In Germany, leaders from all political stripes have also strongly condemned Sarkozy’s unilateral nuclear dealings with Col. Gadhafi. Reinhard Bütikofer, the usually cool-headed chairman of Germany’s Green Party, accused Sarkozy of pursuing a foreign policy based on “reckless, nationalistic actionism” that could facilitate Libya’s “attempt to get its hands on nuclear weapons.” Ulrich Kelber, deputy Parliamentary Leader of Germany’s ruling left-wing SPD party (which supports the “Grand Coalition” with the conservative CDU/CSU parties headed by Chancelor Merkel), charged that “Sarkozy is primarily concerned about political grandstanding and the primitive pursuit of his own interests.” According to Kelber, France’s decision to deliver nuclear technology to Libya “is certainly the wrong step,” as one cannot predict who will come to power in Tripoli after the aging Col. Gadhafi. Conservative CSU foreign policy MP Karl-Theodor zu Guttenberg declared that it would have been desirable that France coordinate the planned nuclear deal with its EU partners.

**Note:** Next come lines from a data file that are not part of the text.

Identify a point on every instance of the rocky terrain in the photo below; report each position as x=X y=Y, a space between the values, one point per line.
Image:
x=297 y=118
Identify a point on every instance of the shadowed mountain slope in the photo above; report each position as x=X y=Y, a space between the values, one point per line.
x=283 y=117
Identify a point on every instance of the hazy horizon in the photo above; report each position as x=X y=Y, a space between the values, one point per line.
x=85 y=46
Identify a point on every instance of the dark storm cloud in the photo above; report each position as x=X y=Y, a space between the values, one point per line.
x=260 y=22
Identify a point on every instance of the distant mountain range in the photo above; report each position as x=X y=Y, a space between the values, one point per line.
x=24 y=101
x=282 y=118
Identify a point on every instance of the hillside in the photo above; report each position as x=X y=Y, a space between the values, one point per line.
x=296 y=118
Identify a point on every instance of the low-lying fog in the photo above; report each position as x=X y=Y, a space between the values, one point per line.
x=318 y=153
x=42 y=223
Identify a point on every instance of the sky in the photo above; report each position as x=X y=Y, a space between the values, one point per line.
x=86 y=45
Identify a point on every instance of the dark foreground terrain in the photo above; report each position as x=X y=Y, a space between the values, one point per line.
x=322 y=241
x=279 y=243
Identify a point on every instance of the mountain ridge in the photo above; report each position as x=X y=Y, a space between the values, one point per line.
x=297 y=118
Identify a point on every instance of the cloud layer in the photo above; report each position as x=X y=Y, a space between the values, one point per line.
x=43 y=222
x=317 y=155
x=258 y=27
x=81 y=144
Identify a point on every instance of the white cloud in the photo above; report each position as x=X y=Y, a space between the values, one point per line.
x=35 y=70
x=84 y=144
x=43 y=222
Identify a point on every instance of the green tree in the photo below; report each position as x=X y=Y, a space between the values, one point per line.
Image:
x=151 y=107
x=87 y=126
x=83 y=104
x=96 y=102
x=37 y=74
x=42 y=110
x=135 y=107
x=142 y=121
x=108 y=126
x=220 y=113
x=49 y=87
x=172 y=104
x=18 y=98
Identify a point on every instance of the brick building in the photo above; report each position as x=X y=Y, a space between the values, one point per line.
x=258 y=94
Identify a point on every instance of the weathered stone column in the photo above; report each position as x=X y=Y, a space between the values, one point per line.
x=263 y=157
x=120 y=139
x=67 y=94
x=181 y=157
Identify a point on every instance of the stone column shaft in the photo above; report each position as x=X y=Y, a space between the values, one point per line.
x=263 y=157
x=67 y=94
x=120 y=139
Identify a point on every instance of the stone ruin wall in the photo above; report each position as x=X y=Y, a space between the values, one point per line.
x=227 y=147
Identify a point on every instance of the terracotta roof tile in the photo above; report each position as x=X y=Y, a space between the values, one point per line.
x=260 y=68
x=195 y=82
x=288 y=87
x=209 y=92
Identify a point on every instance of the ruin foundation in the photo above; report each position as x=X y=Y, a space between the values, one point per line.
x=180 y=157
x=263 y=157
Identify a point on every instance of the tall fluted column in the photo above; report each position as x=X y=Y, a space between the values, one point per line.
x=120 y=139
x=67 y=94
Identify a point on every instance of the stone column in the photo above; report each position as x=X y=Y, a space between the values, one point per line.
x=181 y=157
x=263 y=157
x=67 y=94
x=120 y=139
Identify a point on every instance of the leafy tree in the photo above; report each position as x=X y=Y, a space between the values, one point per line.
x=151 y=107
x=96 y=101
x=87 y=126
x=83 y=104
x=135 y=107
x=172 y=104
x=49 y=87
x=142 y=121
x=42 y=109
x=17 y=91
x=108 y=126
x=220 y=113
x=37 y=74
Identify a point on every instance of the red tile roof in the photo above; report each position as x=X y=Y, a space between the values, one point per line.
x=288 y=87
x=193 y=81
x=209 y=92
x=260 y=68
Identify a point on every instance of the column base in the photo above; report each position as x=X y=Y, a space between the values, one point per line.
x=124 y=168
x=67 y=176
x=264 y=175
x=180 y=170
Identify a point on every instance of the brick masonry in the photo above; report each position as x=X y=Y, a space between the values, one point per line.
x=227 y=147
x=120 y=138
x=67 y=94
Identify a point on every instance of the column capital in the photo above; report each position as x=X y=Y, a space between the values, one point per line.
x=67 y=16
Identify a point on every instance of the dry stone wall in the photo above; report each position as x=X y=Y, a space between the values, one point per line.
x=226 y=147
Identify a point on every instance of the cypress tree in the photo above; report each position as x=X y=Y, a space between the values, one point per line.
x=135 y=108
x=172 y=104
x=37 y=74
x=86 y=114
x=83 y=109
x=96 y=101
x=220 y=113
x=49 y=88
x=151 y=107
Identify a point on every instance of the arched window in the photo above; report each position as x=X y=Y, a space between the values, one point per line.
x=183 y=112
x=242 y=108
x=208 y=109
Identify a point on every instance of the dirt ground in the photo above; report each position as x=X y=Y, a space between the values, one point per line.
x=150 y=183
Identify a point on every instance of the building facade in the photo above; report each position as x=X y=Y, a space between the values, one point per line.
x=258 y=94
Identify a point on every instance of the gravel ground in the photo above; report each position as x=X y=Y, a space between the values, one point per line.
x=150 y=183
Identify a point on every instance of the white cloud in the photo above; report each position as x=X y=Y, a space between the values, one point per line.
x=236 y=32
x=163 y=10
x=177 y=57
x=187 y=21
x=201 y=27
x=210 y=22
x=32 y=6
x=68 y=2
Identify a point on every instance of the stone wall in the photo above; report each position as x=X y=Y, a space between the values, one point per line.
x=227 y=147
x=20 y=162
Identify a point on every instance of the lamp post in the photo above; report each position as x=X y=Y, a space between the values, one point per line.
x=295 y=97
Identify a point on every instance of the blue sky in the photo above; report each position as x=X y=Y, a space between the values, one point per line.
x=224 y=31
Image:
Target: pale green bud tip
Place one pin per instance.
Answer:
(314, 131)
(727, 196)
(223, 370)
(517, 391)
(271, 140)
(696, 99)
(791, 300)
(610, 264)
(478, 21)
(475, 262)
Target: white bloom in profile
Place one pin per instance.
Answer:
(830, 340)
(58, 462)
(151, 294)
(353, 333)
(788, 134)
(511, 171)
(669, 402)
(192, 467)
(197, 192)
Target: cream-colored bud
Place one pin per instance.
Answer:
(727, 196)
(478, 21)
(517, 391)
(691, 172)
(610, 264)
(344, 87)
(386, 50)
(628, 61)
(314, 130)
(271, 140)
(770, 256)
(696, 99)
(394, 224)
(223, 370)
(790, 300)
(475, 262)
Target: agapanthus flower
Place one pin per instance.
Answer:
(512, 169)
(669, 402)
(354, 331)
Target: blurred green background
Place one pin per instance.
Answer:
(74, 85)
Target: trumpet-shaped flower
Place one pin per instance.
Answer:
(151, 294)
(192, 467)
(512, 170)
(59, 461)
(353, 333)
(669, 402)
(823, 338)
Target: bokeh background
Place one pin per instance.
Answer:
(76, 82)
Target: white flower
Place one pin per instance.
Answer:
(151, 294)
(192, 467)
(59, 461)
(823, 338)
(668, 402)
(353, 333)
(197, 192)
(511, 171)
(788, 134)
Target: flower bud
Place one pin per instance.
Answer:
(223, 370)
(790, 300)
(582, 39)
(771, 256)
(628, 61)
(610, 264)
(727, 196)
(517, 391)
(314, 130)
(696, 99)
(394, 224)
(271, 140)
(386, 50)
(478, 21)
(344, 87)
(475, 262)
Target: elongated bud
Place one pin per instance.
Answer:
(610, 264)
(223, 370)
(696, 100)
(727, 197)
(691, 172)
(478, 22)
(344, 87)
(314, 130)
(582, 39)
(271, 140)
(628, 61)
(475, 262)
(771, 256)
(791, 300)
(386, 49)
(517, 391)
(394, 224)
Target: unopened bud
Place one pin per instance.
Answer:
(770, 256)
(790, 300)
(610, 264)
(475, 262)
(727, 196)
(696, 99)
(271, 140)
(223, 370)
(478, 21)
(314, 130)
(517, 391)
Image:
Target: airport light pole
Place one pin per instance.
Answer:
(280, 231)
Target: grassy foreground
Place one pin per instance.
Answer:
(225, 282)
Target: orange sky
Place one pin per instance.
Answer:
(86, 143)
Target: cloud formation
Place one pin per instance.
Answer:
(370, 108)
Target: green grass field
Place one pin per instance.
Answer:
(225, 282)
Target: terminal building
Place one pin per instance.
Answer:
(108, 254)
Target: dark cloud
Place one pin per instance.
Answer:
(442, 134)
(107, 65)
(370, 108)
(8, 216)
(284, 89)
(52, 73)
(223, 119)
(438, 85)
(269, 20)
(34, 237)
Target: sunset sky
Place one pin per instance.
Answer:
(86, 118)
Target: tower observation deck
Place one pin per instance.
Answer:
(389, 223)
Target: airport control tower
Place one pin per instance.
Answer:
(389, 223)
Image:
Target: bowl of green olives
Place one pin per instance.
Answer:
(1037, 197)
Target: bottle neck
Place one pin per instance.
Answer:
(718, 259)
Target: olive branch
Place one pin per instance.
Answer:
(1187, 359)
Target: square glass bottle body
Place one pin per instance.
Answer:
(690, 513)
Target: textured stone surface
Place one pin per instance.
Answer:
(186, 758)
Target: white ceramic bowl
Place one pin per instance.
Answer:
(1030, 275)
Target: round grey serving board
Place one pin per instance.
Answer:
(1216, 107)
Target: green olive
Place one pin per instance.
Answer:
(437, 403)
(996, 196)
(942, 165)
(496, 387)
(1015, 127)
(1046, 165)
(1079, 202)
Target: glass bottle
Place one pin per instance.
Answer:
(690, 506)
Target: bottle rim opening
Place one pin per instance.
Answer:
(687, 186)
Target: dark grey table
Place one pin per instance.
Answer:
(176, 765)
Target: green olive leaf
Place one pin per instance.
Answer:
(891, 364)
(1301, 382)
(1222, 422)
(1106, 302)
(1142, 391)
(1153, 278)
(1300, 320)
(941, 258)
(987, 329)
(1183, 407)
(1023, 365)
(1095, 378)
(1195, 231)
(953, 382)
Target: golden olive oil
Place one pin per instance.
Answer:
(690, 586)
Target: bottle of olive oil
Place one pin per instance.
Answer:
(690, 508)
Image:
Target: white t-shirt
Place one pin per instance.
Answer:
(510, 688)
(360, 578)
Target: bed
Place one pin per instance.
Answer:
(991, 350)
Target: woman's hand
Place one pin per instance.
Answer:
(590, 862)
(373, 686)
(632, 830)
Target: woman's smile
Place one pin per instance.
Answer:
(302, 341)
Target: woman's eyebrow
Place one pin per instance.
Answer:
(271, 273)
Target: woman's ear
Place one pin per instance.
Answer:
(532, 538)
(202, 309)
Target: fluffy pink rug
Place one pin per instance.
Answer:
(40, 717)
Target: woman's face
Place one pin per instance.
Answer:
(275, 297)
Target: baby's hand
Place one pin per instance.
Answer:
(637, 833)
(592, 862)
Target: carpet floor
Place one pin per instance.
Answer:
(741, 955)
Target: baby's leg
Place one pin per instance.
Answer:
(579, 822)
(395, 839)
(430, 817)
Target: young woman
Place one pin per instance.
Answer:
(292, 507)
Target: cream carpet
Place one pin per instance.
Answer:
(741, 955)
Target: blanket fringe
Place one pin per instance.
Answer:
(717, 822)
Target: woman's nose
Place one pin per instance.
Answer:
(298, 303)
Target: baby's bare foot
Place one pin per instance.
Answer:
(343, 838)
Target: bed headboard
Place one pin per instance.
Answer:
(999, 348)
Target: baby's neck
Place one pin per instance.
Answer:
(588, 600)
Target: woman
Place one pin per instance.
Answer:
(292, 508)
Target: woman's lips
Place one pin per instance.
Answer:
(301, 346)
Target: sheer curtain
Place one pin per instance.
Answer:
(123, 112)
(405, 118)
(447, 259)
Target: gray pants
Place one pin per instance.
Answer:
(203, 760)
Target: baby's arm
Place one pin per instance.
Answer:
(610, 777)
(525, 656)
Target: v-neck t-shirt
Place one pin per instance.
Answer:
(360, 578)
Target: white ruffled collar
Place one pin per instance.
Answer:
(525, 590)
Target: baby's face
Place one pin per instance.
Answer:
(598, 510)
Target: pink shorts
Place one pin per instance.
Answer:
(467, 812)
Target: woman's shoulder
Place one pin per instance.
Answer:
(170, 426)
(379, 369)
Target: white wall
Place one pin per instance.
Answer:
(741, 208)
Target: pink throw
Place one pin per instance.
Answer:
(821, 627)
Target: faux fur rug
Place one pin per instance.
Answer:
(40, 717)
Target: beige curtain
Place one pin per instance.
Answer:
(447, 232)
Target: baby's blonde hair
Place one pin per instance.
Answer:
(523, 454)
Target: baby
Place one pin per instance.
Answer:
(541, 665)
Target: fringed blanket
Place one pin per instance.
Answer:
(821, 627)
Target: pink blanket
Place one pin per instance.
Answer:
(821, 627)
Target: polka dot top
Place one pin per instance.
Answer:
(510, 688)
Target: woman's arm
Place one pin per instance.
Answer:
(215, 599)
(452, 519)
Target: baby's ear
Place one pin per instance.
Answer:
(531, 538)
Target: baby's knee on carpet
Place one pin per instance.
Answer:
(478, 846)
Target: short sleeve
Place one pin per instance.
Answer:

According to zu Guttenberg, Paris “completely failed to take into account existing European concerns and reservations about the stability in Libya as well as in the neighboring region.” Finally, SPD German Deputy Foreign Minister Gernot Erler described the Franco-Libyan nuclear deal as “politically problematic,” as it directly touches on Germany’s national security and economic interests. In fact, the French nuclear reactor is to be delivered by an Areva subsidiary in which German industrial giant Siemens has a 34 percent stake. Therefore, Deputy Minister Erler demanded that the planned nuclear reactor sale be the subject of high-level Franco-German political consultations. In this context, German politicians and energy experts are convinced that the best way to power the Libyan desalination plant would be to generate energy from solar thermal plants rather than from a nuclear reactor. Like in most other forms of renewable energy, German companies enjoy a leadership position in solar thermal technology. According to Deputy Foreign Minister Erler, Berlin had contacted Tripoli on several occasions to propose renewable energy solutions “Made in Germany”; however, the Libyan government never responded to these offers.